Jarno Trulli rompió el motor durante la sesión de calificación del sábado y optó por tomar la salida desde la calle de boxes cargado de gasolina y a una sola parada para repostar, el único de la parrilla con esta estrategia. Y le salió bien. Al comenzar desde ahí evitó la montonera de la primera curva y el coche de seguridad le ayudó a enlazar.

Alonso pudo resistir por muy poco el empuje del segundo Toyota, el de Ralf Schumacher, en el primer repostaje. Ferrari aprovechó esa primera parada para que Schumacher adelantara a Massa en el box con el menor descaro posible, Fisichella mantuvo la tercera plaza y Trulli, el último en detenerse, ascendió hasta el séptimo lugar.

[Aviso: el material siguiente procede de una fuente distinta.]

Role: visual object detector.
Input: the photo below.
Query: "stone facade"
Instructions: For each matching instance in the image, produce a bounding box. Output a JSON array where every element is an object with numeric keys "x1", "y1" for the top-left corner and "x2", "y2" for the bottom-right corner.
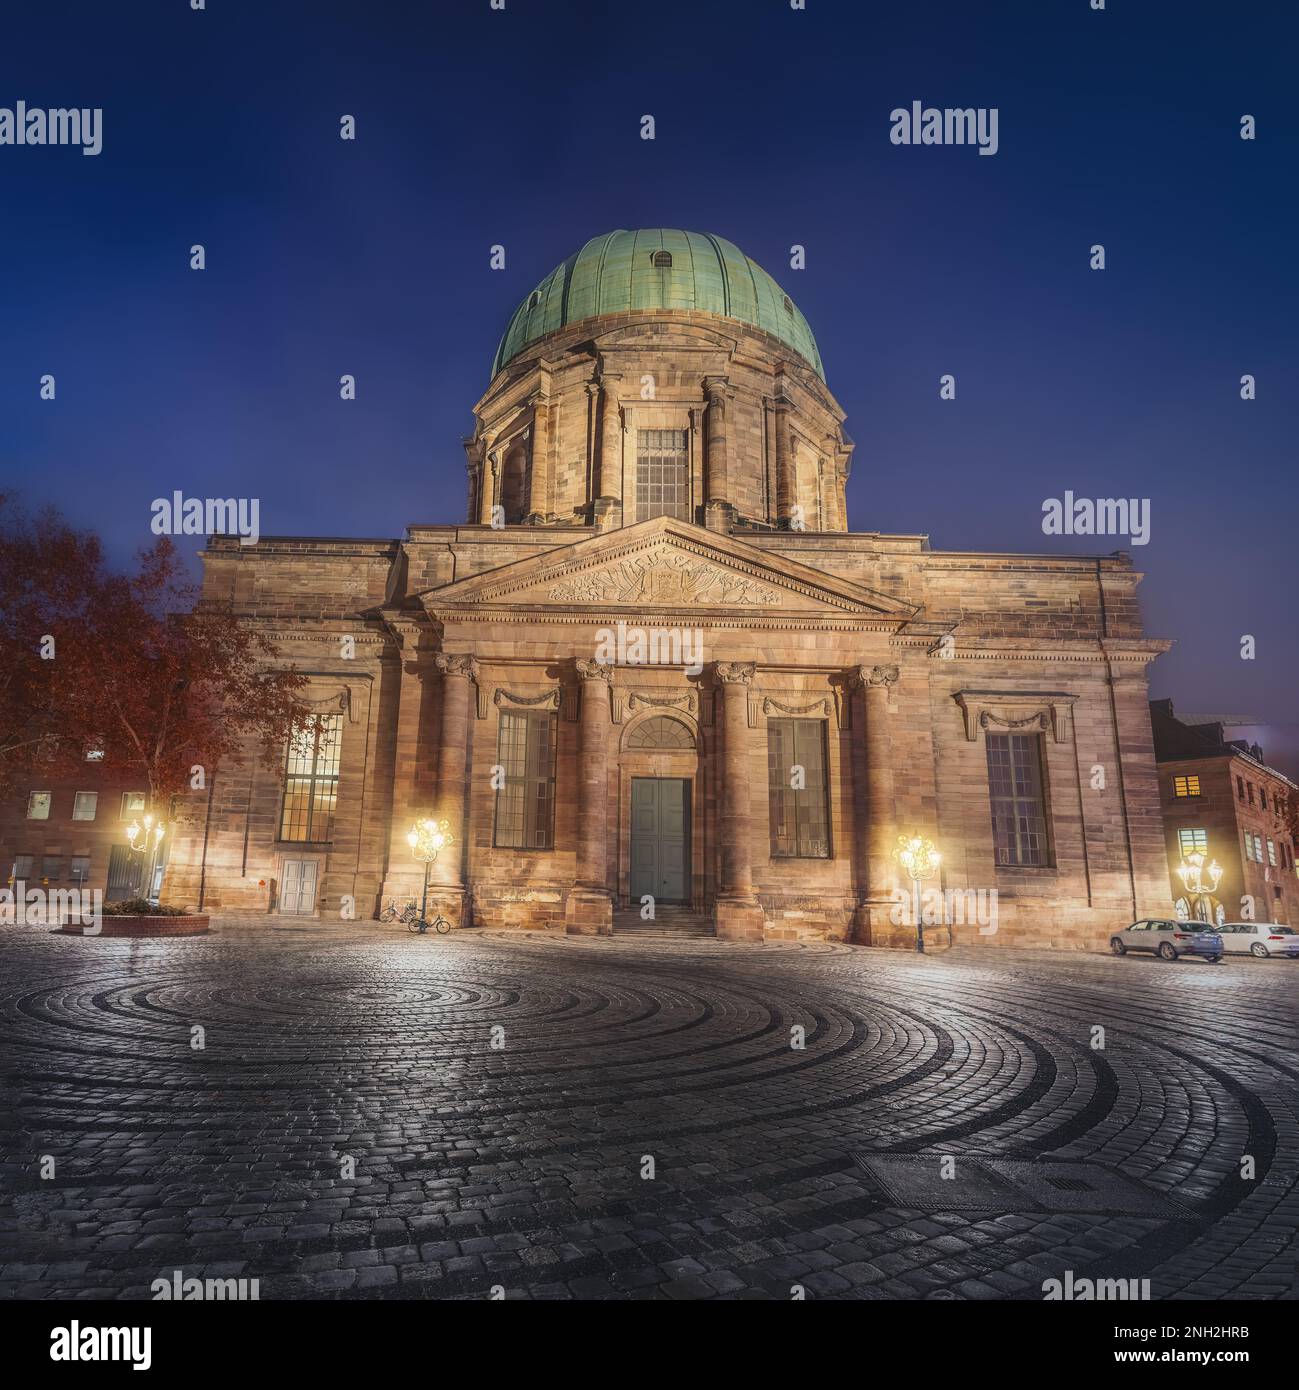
[{"x1": 156, "y1": 230, "x2": 1176, "y2": 949}]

El italiano esperó pacientemente a que Alonso, Ralf Schumacher y Rubens Barrichello, que le precedían, se detuvieran por segunda vez a repostar para rebasarles. Y así sucedió.

En esa segunda parada, Alonso también cedió la quinta plaza a Ralf Schumacher. En el último tramo de carrera tenía por delante a cuatro coches equipados con neumáticos Bridgestone y a su compañero con un bólido más evolucionado. No se le veía luchar tan atrás desde hace casi un año, en el GP de Hungría, donde un enganchón con Ralf en la salida le relegó a los últimos lugares y solo pudo finalizar 11°. "Lo mejor es que este gran premio acaba ya y ahora vamos a circuitos más propicios", pensó durante las últimas vueltas, en las que intentaba distanciarse de Rubens Barrichello, que se había colocado a dos segundos.

El único regalo para el asturiano llegó a falta de nueve vueltas para el final, cuando Ralf enfiló el camino de su garaje por avería. Para entonces, su hermano Michael disfrutaba de la tercera victoria del año, un triunfo ansiado por Ferrari, que tiene en Estados Unidos su principal mercado. El alemán mantiene así vivas sus esperanzas de seguir luchando por el título.